In 1889 Richard Lydekker named an Iguanodon "hollingtoniensis" based on remains found at Hollington near Hastings in East Sussex. It was named as a new genus Huxleysaurus by Gregory S. Paul in 2012. The generic name honours Thomas Henry Huxley, both for being "Darwin's Bulldog" and for coining the term "agnostic". The species had been considered by David Bruce Norman (2010) to be a synonym of Hypselospinus fittoni, but Paul rejected this as there was no overlapping material known from the two taxa showing shared derived traits (synapomorphies).

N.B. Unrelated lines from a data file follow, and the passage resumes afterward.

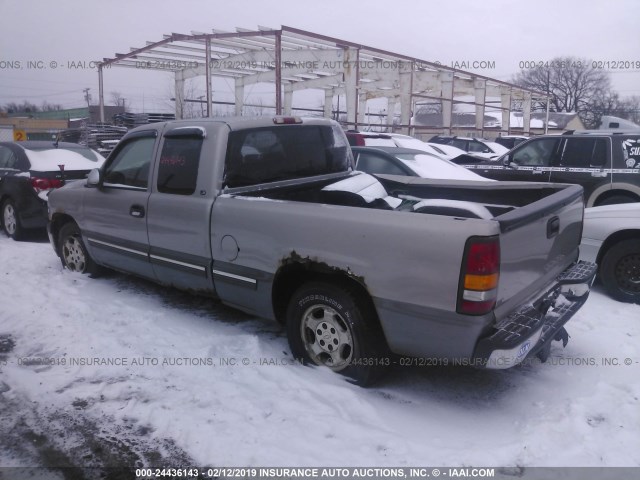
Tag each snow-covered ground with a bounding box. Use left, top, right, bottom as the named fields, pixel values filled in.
left=0, top=235, right=640, bottom=466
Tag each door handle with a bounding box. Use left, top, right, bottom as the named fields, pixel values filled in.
left=547, top=217, right=560, bottom=238
left=129, top=205, right=144, bottom=218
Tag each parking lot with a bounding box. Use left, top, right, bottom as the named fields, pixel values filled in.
left=0, top=236, right=640, bottom=467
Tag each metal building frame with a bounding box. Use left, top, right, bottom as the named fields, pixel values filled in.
left=98, top=26, right=548, bottom=134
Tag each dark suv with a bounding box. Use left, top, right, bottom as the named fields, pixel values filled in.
left=464, top=131, right=640, bottom=207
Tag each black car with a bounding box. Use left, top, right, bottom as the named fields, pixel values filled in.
left=0, top=141, right=104, bottom=240
left=463, top=131, right=640, bottom=207
left=494, top=135, right=529, bottom=150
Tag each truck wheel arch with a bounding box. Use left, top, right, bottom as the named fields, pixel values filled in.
left=271, top=259, right=379, bottom=324
left=50, top=213, right=76, bottom=252
left=596, top=229, right=640, bottom=268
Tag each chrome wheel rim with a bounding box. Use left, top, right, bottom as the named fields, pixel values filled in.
left=2, top=204, right=16, bottom=235
left=300, top=305, right=353, bottom=371
left=615, top=253, right=640, bottom=295
left=62, top=235, right=86, bottom=273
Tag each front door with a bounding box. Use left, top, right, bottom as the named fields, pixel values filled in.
left=81, top=130, right=156, bottom=280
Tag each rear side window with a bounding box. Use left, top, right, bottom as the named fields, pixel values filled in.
left=622, top=137, right=640, bottom=168
left=511, top=138, right=560, bottom=167
left=225, top=125, right=353, bottom=187
left=560, top=138, right=608, bottom=168
left=356, top=153, right=407, bottom=175
left=157, top=137, right=202, bottom=195
left=104, top=137, right=156, bottom=189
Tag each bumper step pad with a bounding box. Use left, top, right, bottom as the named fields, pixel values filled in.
left=474, top=262, right=597, bottom=368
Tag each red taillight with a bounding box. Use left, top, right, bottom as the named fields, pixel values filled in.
left=31, top=177, right=62, bottom=193
left=457, top=237, right=500, bottom=315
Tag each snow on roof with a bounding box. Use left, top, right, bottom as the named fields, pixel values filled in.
left=25, top=147, right=105, bottom=172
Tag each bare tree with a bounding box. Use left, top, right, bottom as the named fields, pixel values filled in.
left=611, top=95, right=640, bottom=125
left=4, top=100, right=40, bottom=113
left=513, top=57, right=612, bottom=128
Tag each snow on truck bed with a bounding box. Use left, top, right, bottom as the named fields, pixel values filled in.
left=0, top=235, right=640, bottom=466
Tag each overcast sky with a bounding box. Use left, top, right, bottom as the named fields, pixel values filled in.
left=0, top=0, right=640, bottom=111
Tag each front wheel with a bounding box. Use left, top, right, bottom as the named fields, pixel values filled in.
left=2, top=199, right=24, bottom=240
left=600, top=239, right=640, bottom=303
left=58, top=223, right=100, bottom=276
left=287, top=282, right=390, bottom=386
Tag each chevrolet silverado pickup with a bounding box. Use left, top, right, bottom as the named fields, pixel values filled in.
left=48, top=117, right=595, bottom=385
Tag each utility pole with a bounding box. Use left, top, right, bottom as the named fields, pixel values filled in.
left=82, top=87, right=91, bottom=108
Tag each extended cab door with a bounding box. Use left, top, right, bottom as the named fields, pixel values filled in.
left=81, top=130, right=157, bottom=279
left=147, top=126, right=215, bottom=293
left=551, top=135, right=611, bottom=206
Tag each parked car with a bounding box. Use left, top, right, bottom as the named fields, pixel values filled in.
left=380, top=133, right=465, bottom=160
left=0, top=141, right=104, bottom=240
left=429, top=135, right=509, bottom=160
left=346, top=130, right=465, bottom=160
left=463, top=131, right=640, bottom=207
left=345, top=130, right=397, bottom=147
left=351, top=147, right=493, bottom=182
left=495, top=135, right=529, bottom=150
left=48, top=116, right=595, bottom=385
left=580, top=203, right=640, bottom=303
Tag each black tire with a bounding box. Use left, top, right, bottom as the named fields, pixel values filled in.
left=287, top=282, right=391, bottom=387
left=0, top=198, right=25, bottom=241
left=594, top=195, right=638, bottom=207
left=600, top=239, right=640, bottom=303
left=58, top=222, right=102, bottom=277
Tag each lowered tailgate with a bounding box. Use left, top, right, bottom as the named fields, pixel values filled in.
left=495, top=185, right=584, bottom=322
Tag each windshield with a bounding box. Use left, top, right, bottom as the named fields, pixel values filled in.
left=225, top=125, right=353, bottom=188
left=23, top=145, right=104, bottom=162
left=395, top=153, right=488, bottom=181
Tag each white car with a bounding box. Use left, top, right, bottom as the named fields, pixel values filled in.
left=430, top=135, right=509, bottom=160
left=580, top=202, right=640, bottom=303
left=386, top=133, right=466, bottom=160
left=351, top=147, right=494, bottom=182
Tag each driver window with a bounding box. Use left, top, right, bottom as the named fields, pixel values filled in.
left=469, top=142, right=489, bottom=153
left=104, top=137, right=156, bottom=189
left=511, top=138, right=559, bottom=167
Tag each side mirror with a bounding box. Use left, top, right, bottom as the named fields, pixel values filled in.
left=86, top=168, right=101, bottom=188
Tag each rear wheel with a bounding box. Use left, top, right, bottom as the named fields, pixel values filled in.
left=287, top=282, right=390, bottom=386
left=58, top=223, right=100, bottom=276
left=2, top=199, right=24, bottom=240
left=600, top=240, right=640, bottom=303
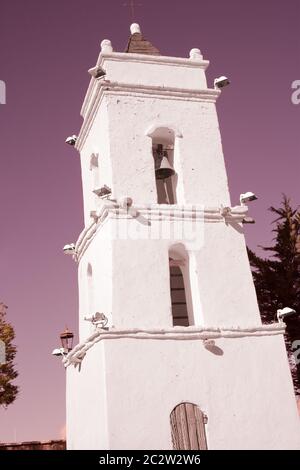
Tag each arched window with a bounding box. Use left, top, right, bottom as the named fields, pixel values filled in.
left=170, top=402, right=207, bottom=450
left=151, top=127, right=177, bottom=204
left=169, top=245, right=194, bottom=326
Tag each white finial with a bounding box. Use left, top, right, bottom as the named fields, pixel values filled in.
left=190, top=48, right=203, bottom=60
left=101, top=39, right=113, bottom=53
left=130, top=23, right=141, bottom=34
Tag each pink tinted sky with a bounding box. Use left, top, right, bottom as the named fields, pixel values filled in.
left=0, top=0, right=300, bottom=441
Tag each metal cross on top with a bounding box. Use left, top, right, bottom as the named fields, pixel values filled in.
left=123, top=0, right=142, bottom=21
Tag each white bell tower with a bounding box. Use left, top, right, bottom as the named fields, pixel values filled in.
left=64, top=24, right=300, bottom=449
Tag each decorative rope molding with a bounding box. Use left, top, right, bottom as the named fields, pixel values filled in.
left=75, top=79, right=221, bottom=151
left=63, top=323, right=285, bottom=367
left=75, top=204, right=248, bottom=261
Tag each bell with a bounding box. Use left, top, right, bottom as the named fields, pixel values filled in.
left=155, top=156, right=175, bottom=180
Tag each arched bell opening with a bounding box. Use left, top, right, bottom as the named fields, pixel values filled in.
left=151, top=127, right=177, bottom=204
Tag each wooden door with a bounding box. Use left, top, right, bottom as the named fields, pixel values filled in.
left=170, top=403, right=207, bottom=450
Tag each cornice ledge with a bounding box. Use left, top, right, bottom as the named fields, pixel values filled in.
left=76, top=78, right=221, bottom=151
left=63, top=323, right=285, bottom=367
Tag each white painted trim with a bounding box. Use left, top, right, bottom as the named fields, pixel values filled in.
left=75, top=78, right=221, bottom=151
left=75, top=201, right=248, bottom=262
left=100, top=52, right=209, bottom=70
left=145, top=122, right=182, bottom=138
left=63, top=323, right=285, bottom=367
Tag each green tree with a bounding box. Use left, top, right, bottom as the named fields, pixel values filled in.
left=0, top=303, right=18, bottom=408
left=248, top=195, right=300, bottom=394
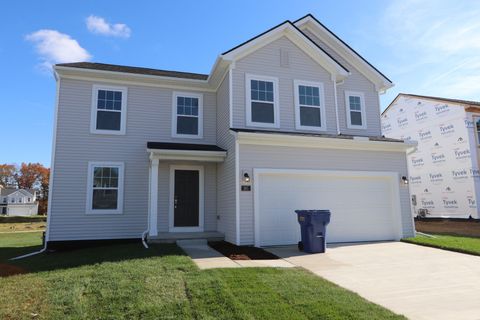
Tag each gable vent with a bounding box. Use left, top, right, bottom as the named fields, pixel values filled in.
left=280, top=49, right=290, bottom=67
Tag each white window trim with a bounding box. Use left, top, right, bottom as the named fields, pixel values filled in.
left=293, top=80, right=327, bottom=131
left=168, top=165, right=205, bottom=232
left=90, top=84, right=128, bottom=135
left=85, top=161, right=125, bottom=215
left=245, top=73, right=280, bottom=128
left=172, top=91, right=203, bottom=139
left=472, top=114, right=480, bottom=148
left=345, top=91, right=367, bottom=129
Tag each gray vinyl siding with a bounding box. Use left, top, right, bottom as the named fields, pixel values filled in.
left=239, top=145, right=414, bottom=245
left=157, top=161, right=217, bottom=232
left=50, top=79, right=216, bottom=241
left=233, top=37, right=336, bottom=133
left=217, top=75, right=236, bottom=243
left=302, top=29, right=382, bottom=136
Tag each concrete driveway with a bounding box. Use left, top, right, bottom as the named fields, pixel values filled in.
left=267, top=242, right=480, bottom=320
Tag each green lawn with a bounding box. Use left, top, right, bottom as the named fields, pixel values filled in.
left=0, top=233, right=404, bottom=319
left=403, top=231, right=480, bottom=256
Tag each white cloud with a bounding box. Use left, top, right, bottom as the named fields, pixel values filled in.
left=85, top=15, right=132, bottom=38
left=379, top=0, right=480, bottom=100
left=26, top=29, right=92, bottom=68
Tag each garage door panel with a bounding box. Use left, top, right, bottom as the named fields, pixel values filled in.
left=258, top=174, right=395, bottom=245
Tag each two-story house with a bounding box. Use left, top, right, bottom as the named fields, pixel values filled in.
left=46, top=15, right=414, bottom=246
left=0, top=185, right=38, bottom=216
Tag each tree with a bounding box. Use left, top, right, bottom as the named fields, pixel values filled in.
left=0, top=163, right=17, bottom=187
left=0, top=163, right=50, bottom=213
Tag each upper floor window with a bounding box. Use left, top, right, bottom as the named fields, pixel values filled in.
left=345, top=91, right=367, bottom=129
left=172, top=92, right=203, bottom=138
left=294, top=80, right=326, bottom=130
left=87, top=162, right=124, bottom=214
left=245, top=74, right=280, bottom=128
left=473, top=116, right=480, bottom=146
left=90, top=85, right=127, bottom=134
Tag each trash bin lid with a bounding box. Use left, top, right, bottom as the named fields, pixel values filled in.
left=295, top=209, right=330, bottom=215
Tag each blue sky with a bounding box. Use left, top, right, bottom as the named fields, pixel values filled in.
left=0, top=0, right=480, bottom=166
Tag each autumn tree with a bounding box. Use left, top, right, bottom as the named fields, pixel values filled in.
left=0, top=163, right=50, bottom=213
left=0, top=163, right=17, bottom=187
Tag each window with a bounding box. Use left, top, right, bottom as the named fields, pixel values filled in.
left=172, top=92, right=203, bottom=138
left=90, top=85, right=127, bottom=134
left=245, top=74, right=280, bottom=128
left=294, top=80, right=326, bottom=130
left=87, top=162, right=124, bottom=214
left=345, top=91, right=367, bottom=129
left=473, top=117, right=480, bottom=146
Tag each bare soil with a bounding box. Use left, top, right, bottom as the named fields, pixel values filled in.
left=208, top=241, right=280, bottom=260
left=0, top=263, right=27, bottom=277
left=415, top=218, right=480, bottom=237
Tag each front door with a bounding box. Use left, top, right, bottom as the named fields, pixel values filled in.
left=170, top=168, right=203, bottom=231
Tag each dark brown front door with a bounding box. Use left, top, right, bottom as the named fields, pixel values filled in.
left=173, top=169, right=200, bottom=228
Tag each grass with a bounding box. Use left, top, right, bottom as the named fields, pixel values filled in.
left=0, top=234, right=404, bottom=319
left=403, top=231, right=480, bottom=256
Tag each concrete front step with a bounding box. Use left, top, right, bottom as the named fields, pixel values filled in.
left=147, top=231, right=224, bottom=243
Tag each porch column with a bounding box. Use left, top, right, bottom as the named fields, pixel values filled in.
left=148, top=158, right=159, bottom=237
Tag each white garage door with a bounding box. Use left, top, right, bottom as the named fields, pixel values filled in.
left=255, top=169, right=400, bottom=246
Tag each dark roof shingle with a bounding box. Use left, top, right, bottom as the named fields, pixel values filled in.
left=147, top=141, right=226, bottom=151
left=56, top=62, right=208, bottom=80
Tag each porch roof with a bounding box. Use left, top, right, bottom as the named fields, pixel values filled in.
left=147, top=142, right=227, bottom=162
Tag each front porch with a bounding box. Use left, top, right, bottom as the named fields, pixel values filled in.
left=147, top=231, right=224, bottom=243
left=147, top=142, right=226, bottom=242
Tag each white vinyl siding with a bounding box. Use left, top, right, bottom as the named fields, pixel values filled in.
left=50, top=79, right=217, bottom=241
left=293, top=80, right=327, bottom=131
left=217, top=75, right=236, bottom=243
left=90, top=85, right=127, bottom=135
left=232, top=37, right=336, bottom=134
left=345, top=91, right=367, bottom=129
left=302, top=29, right=382, bottom=136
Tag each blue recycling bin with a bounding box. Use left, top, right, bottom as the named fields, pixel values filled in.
left=295, top=210, right=330, bottom=253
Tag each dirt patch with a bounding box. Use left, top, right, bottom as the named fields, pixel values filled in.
left=415, top=219, right=480, bottom=237
left=0, top=263, right=27, bottom=277
left=208, top=241, right=280, bottom=260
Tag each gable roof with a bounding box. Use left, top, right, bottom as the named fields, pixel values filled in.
left=54, top=14, right=393, bottom=91
left=293, top=13, right=393, bottom=89
left=382, top=93, right=480, bottom=115
left=220, top=20, right=350, bottom=76
left=0, top=188, right=35, bottom=197
left=56, top=62, right=208, bottom=80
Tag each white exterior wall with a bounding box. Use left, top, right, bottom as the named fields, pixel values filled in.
left=382, top=96, right=479, bottom=218
left=49, top=79, right=217, bottom=241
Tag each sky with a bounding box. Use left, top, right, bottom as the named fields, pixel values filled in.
left=0, top=0, right=480, bottom=166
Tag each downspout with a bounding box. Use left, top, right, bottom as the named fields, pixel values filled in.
left=142, top=156, right=152, bottom=249
left=9, top=70, right=60, bottom=260
left=332, top=75, right=341, bottom=135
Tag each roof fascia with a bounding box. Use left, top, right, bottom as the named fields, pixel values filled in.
left=230, top=131, right=417, bottom=152
left=54, top=66, right=215, bottom=92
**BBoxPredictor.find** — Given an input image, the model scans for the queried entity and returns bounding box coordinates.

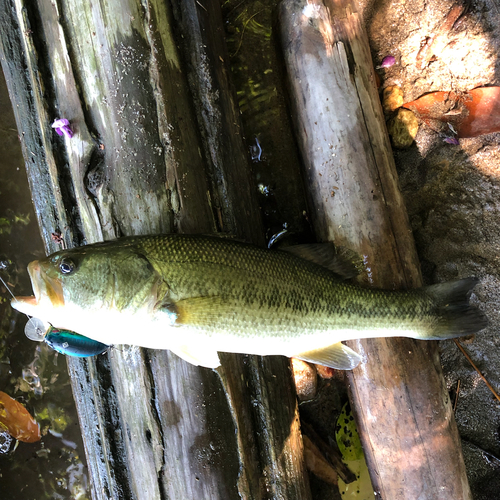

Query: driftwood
[0,0,310,500]
[279,0,471,500]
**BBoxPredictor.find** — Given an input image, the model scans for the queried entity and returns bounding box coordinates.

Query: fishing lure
[24,318,109,358]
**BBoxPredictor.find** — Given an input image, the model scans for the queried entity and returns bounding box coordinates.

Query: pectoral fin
[170,345,220,368]
[158,296,232,327]
[293,342,362,370]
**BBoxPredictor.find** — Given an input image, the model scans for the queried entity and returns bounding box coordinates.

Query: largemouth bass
[12,234,487,369]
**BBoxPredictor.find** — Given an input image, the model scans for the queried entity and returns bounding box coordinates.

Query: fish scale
[12,234,486,369]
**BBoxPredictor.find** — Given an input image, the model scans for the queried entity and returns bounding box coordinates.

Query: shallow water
[0,69,90,500]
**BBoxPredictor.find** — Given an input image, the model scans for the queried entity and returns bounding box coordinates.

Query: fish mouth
[11,260,64,316]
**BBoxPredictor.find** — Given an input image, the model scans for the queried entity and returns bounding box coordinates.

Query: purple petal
[61,125,73,139]
[52,118,73,139]
[52,118,69,128]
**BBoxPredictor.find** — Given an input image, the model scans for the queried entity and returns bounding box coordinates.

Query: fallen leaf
[0,391,40,443]
[403,87,500,138]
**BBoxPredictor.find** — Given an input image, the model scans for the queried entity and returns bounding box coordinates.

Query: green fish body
[12,234,486,369]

Huxley had based the species on a syntype series found in the Wadhurst Clay of the Lower Wealden Formation dating from the early Valanginian. These included the specimens BMNH R1148 (a femur), BMNH R1629 (limb elements), and BMNH R1632 (vertebrae and a foot claw). Paul did not choose a lectotype but added specimens BMNH R811, BMNH R811b and BMNH R604, referred by Lydekker, to the "holotype". These additional fossils include vertebrae and an ilium.
Paul gave a short diagnosis of the species. The thighbone is robust and moderately curved. The fourth trochanter is pendent. In 2013 Norman claimed that the robustness and curvature of the thighbone are not diagnostic and that the fourth trochanter is in fact not pendent, concluding that Huxleysaurus was a junior synonym of Hypselospinus.